Their plan was to topple the government and expectation was that most Ukrainian army will surrender due to fear of mighty Russian army. Once that failed they have entered into a conflict they cannot win conventionally and that will cause them massive damage for little to no gains. Whole operation in the north of the country is exactly the model how this war is going for Russia.
And the worst thing for Russia is that they are still not "all out". They are not mobilizing hundreds of thousands of conscripts from previous years so it's likely that soon they will be outnumbered on the battlefield. Once Ukraine brings up their reservists and new volunteer units to the battlefield it is to be expected that the tide turns against Russia.

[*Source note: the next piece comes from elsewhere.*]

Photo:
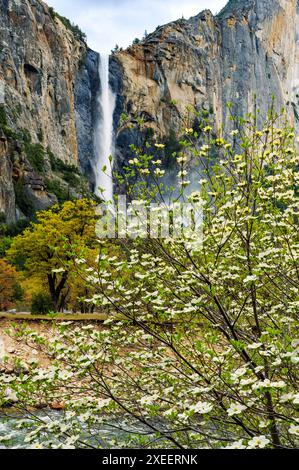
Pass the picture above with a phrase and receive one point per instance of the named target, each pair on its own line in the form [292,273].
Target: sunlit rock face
[50,79]
[250,48]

Ukraine right now is trading time and small villages for attrition against Russian forces. It is working very well. Similar game plan was used to great success around Kyiv, Sumy and Chernihiv.
The difference is that their defence works. When the war started, everyone assumed Russia would take over quickly, and things would go back to normal (for western countries, not Ukraine). But no, it did not end quickly, ooops. Now they need help, weapons start to be delivered. Still no-one really believing that they would repel Russia, so just some simple defensive items to show support. 200 days forward, they are actively pushing back, and this is used as a reason to discuss delivery of even more heavy weapons (now MBTs).

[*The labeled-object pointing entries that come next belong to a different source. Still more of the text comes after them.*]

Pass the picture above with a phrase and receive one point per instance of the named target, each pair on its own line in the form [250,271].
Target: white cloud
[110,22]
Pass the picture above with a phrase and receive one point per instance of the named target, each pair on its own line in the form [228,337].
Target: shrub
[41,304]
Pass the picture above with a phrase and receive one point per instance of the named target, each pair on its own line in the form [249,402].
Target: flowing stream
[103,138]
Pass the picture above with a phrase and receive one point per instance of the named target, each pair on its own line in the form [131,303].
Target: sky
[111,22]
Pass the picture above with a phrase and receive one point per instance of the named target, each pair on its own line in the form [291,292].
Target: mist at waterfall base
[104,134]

It's as if they need to prove that they are worth to be supported, instead of deploying what is needed as early as possible.
If the west keeps supplying when with weapons they might actually hold at least way past the point where Russia can continue the fight.
Bellingcat reports that the orders are to take Kyiv by Monday regardless the losses if Ukraine can hold out for longer they might just be in the clear.
It’s also clear now that the Ukraine is getting direct intelligence from NATO especially from the global hawk drones and the sigint/elint aircraft it’s been flying their ability to avoid Russian offenses, hit key targets and to mount effective counter attack seem to indicate they do have map cheats enabled.
The training they got from NATO forces seem to be paying off in spades too.
Russia seem to be closer and closer to the point where their only winning condition is a Grozny scenario and if that happens then there is no chance that NATO would stand by.
Conventional warfare with limited civilian casualties would be tolerated leveling cities wouldn’t this isn’t Syria.
The EU and NATO knows that even if Russia takes Ukraine they won’t be able to hold it it might take another decade but it eventually would be free again even without major insurgency.
Puppet regimes don’t hold and Ukrainians have been far more interconnected with the EU especially through Poland than say Belarus.